In that role, Corinthian could then force students to pay up by holding their education hostage. Repercussions mounted as borrowers got more and more behind: The complaint details instances where administrators would pull students out of class to scold them if they weren’t making payments, computer access was terminated  and students were prevented from registering. The outstanding balance on a total of nearly 130,000 private loans taken out between July 2011 and March 2014, the CFPB says, is $568.7 million. Everest says the average dental assistant student in Michigan takes on about $2,500 in private debt.

Courtney Brown says she initially managed to make her payments on time, with a little help from some generous friends. After she stopped going to class, having no way to get a job without a certification, she had to stop paying. She was able to put the federal loans in forbearance, but the school kept calling her about the money she owed them for her private loans, and Everest kept pushing her to re-enroll in the program. “I wouldn’t answer, because I didn’t have the money,” Brown says. “If I don’t have the money, why are you calling?”

That’s where Occupy Wall Street stepped in.

A few years ago, a group called Strike Debt that sprang out of the Occupy protests embarked on a novel strategy to highlight what it sees as the injustice of consumer indebtedness: Raising money to purchase loans that financial institutions have to sell for pennies on the dollar as a tax write-off once they become more than 180 days delinquent. Instead of taking people to court to try to collect that debt, which a normal debt buyer would do, the project — called Rolling Jubilee — just abolishes it. So far, the nonprofit has raised more than $700,000 for the purpose.
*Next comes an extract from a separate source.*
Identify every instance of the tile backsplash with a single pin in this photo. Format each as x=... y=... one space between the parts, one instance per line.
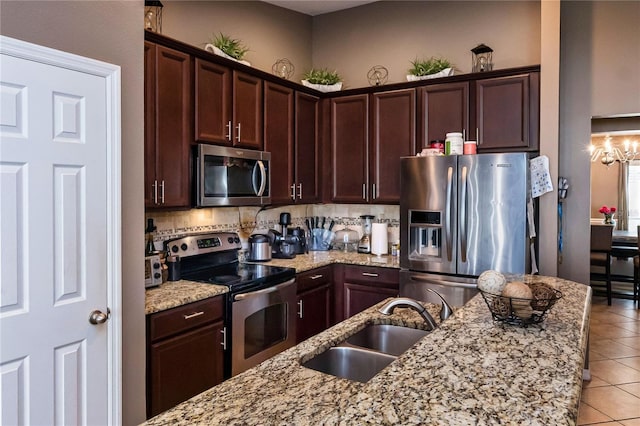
x=248 y=220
Until now, Rolling Jubilee had just purchased and destroyed medical debt, which people rack up quickly if they don’t have insurance. And it wasn’t able to buy the federally-backed student loans. But Rolling Jubilee could buy some of that private debt that Corinthian was peddling.

In August, according to the CFPB, the company offloaded $505 million in outstanding loans, which it sold for $19 million to another entity known in the complaint as “Company A.” From a different buyer — which Rolling Jubilee says it can’t disclose, according to the terms of its purchase agreement — Rolling Jubilee was able to acquire and abolish $3,856,866.11 in loans owed by 2,761 people. One of them was Courtney Brown.
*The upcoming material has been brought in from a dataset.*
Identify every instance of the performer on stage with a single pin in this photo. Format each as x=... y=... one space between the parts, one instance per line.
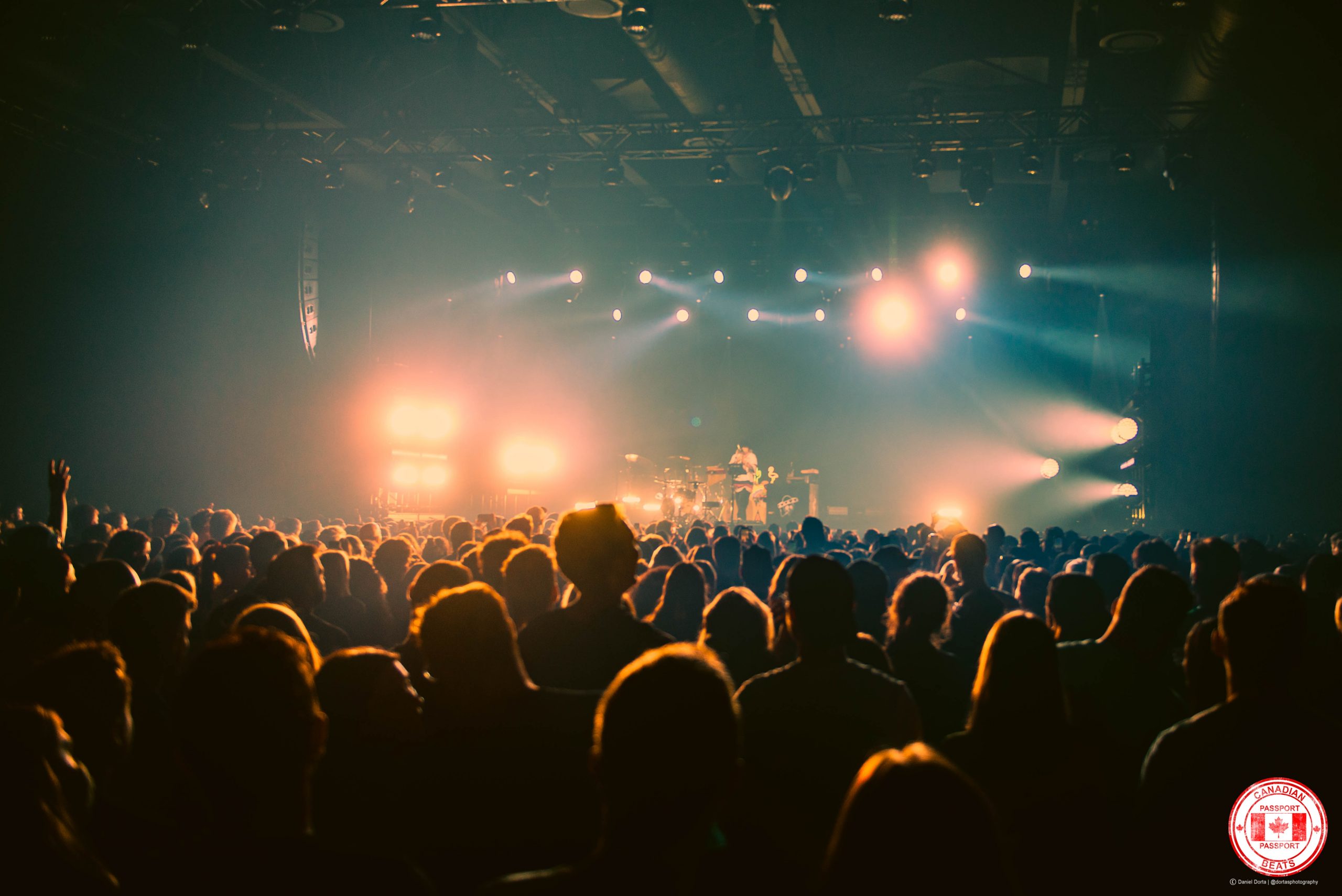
x=744 y=472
Last week, Brown got a letter in the mail saying that the last $800 of her private loans had been wiped out. “When I got the letter from Rolling Jubilee, it was kind of a shocker. I thought it was a joke,” Brown says. “Then I spoke to someone on the phone, and they explained that it was the one debt that I had left.”

Despite the difference a few dollars can make in the lives of those whose debt has been washed away, the ex-Occupiers aren’t planning to continue that particular strategy. Donations for the fund closed in December, and there’s a little left over for a couple more debt purchases before it winds down completely — organizers say it was a public relations strategy to highlight how the debt market works, and isn’t a sustainable solution.
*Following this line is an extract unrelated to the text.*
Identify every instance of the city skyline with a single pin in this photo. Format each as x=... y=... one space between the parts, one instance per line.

“We want it to roll into larger, more aggressive tactics,” says Thomas Gokey, one of the group’s founders. “We want to make all public higher education completely free — that’s a practical, achievable goal. We can’t wait for Congress to do it.” To that end, today, Strike Debt launched the Debt Collective, which plans to organize debtors across the country in resistance.

Meanwhile, Brown has gone back to school. This time, it’s a four-year degree at the public Western Michigan University, which she’s financing through federal student loans exclusively. She knows it’s expensive, too — but at least she’s more likely to get a job at the end of it.